BPD came about due to increasing signal congestion and the high cost of double or triple patterning with EUV when fabricating the first-level interconnects. When the signal interconnects reached unacceptable voltage drop as power traversed long interconnect paths through 15 or more layers on the chip, multiple options were explored as possible solutions. Leading chipmakers and foundries eventually settled on backside power delivery as the best path forward.

Likewise, DTCO was a key factor in transitioning from planar to finFET transistors. And the engineering lessons learned from finFETs became enablers for gate-all-around nanosheet transistors, as well as for future forksheet transistors and CFETs.

Less dramatic, but no less essential transitions enabled by DTCO include the co-design of circuit layouts with lithography and etching capabilities using methods like optical proximity correction (OPC) and self-aligned patterning, all of which are geared toward packing more functionality into a smaller footprint, but in a manner that improves yield by reducing edge placement errors from one patterning level to another.

Humble beginnings
DTCO and STCO really began gaining traction when traditional scaling approaches started to run out of steam. Co-optimizing both design and technology, and system and technology, system architects can eke more benefits out of the technology than traditional scaling approaches provided.
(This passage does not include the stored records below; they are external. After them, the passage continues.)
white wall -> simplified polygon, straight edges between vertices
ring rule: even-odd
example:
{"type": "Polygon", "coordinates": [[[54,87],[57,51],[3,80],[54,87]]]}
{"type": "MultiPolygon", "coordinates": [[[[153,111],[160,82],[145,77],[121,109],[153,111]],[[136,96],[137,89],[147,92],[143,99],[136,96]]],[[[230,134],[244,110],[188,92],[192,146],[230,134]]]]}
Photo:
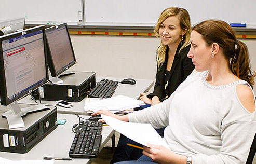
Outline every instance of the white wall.
{"type": "Polygon", "coordinates": [[[99,76],[155,78],[159,39],[80,35],[71,37],[77,61],[71,70],[95,72],[99,76]]]}
{"type": "MultiPolygon", "coordinates": [[[[71,70],[95,72],[99,76],[155,79],[156,50],[160,39],[109,35],[71,37],[77,60],[71,70]]],[[[252,67],[256,70],[256,39],[240,40],[247,45],[252,67]]]]}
Siloed design and process steps needed to evolve into cross-functional teams, with widespread partnering that is now considered essential to moving semiconductors forward.

In the early years of semiconductor manufacturing, chipmaking primarily followed a one-way path from circuit design to chip fabrication, with what today looks like fairly simple handoffs from physical design to mask synthesis, mask writing, lithography optimization, fab processing optimization, inspection, metrology, and testing of single-chip packages assembled on printed circuit boards, and then into systems. Into the 1990s and 2000s, there was increasing reliance on one module’s success, such as lithography’s ability to print the physical design rules and guard banding, for instance.

There are now many more processes, and more synergies between them, which explains why there has been a succession of methodologies and tools to enable design for manufacturing (DFM), design for testing (DFT), and design for reliability (DFR) or aging. As chips become more complex, and as they are increasingly are used in safety- and mission-critical applications, what’s defined as a defect becomes more workload- and context-driven. It depends on device type and use conditions, and it requires much better characterization and testing to drive to lower defective parts per million or even DPPB.

This is where DTCO fits into the picture. “Traditionally, DTCO was about co-optimizing the cell layout, but it didn’t stop there,” said Norman Chang, an Ansys fellow. “For advanced technologies, an excellent example is TSMC’s FinFlex, which uses two fins on the top and one fin on the bottom.”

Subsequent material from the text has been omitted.